We can get mad at the One who created us. The One we know is in control and could put an end to all the hurt. Why is He allowing this? He isn't as loving as I thought He was. When things don't make sense, we find ourselves wanting to somehow push it away with rejection and hardness.
Or? We can deny His existence completely. This doesn't feel right, so this can't BE right. There must be another answer. Some other "truth." No way there can be a "God" when all of our world is suffering so greatly so often.
But both of these decisions leave us with the same sadness and despair that we felt in the first place. Either God is NOT good, He doesn't exist, or ? The third decision...
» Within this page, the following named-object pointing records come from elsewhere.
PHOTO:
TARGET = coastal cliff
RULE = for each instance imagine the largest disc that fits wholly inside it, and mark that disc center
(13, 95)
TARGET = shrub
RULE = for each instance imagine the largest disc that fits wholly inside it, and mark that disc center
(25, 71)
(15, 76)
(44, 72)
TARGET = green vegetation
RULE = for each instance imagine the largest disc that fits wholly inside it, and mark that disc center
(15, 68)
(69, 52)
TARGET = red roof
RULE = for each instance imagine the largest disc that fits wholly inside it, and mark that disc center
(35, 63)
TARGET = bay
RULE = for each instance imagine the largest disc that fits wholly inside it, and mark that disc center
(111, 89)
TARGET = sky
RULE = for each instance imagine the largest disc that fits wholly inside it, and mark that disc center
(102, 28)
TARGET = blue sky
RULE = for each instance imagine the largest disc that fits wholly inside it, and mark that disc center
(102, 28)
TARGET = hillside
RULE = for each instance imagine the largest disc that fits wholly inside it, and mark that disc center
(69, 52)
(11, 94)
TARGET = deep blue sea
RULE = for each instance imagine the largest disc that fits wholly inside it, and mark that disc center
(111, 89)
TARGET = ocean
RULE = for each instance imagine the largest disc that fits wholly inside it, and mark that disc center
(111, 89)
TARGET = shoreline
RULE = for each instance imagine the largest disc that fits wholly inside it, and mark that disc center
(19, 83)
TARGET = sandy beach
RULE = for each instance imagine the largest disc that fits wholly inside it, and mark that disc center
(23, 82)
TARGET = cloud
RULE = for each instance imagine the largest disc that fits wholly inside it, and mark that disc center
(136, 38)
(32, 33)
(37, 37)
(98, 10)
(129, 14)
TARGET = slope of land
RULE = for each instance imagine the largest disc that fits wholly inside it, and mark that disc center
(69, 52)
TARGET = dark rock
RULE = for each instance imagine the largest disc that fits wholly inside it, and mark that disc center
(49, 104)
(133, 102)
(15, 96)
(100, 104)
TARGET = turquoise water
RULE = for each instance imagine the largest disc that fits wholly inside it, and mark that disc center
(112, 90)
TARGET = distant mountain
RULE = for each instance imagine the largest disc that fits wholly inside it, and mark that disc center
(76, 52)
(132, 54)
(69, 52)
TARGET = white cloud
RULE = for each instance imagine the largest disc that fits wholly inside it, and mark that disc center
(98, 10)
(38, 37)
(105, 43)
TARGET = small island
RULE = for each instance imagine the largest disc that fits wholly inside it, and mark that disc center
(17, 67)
He IS God, and I'm not. I know I don't have the answers. I know I don't have the power to change or fix any of the hurt and sin in this world. Sure, I can work on myself and try to shine some light into this dark world, but it's never going to be enough. But I need a glimpse of hope. We all do. There has to be an answer.
As a child of my Creator, adopted into the family of the One who made me, saved by the grace and mercy of His only Son, I can either turn my back to Him or turn towards Him. By falling into truth, into the arms of my Savior, I can rest. By trusting that He IS and He knows and He is at work (even when I don't see it), I can have hope.
Why do we hear of so many giving their lives to Christ on their deathbed? What do they see that so many don't? Why do they suddenly see so clearly their need for the Lord? I've never been in that position, but I can only imagine that when all else is stripped away and when we finally come to accept that we can't have all our questions answered, one is left only to surrender.
There IS darkness and suffering and pain in this world. No one would dare try to deny that. But what we do with that is what makes us who we are. Are we going to reject God? Turn away from Him because we don't like what He's doing? Are we going to become our own god or turn to something else to fill that void for us? Or are we going to surrender? Turn toward the very One who allows these things to happen and trust that He must be the One, then, who can and will one day bring it all to an end?
One day, death and suffering, sin and tragedy will be no more. Praise the Lord NOW for what is to come. In our despair and with our questions unanswered, we can rejoice all the same, because we know Truth. We have hope...in Christ alone. And there is nothing and no one who can take that away from us. Hallelujah!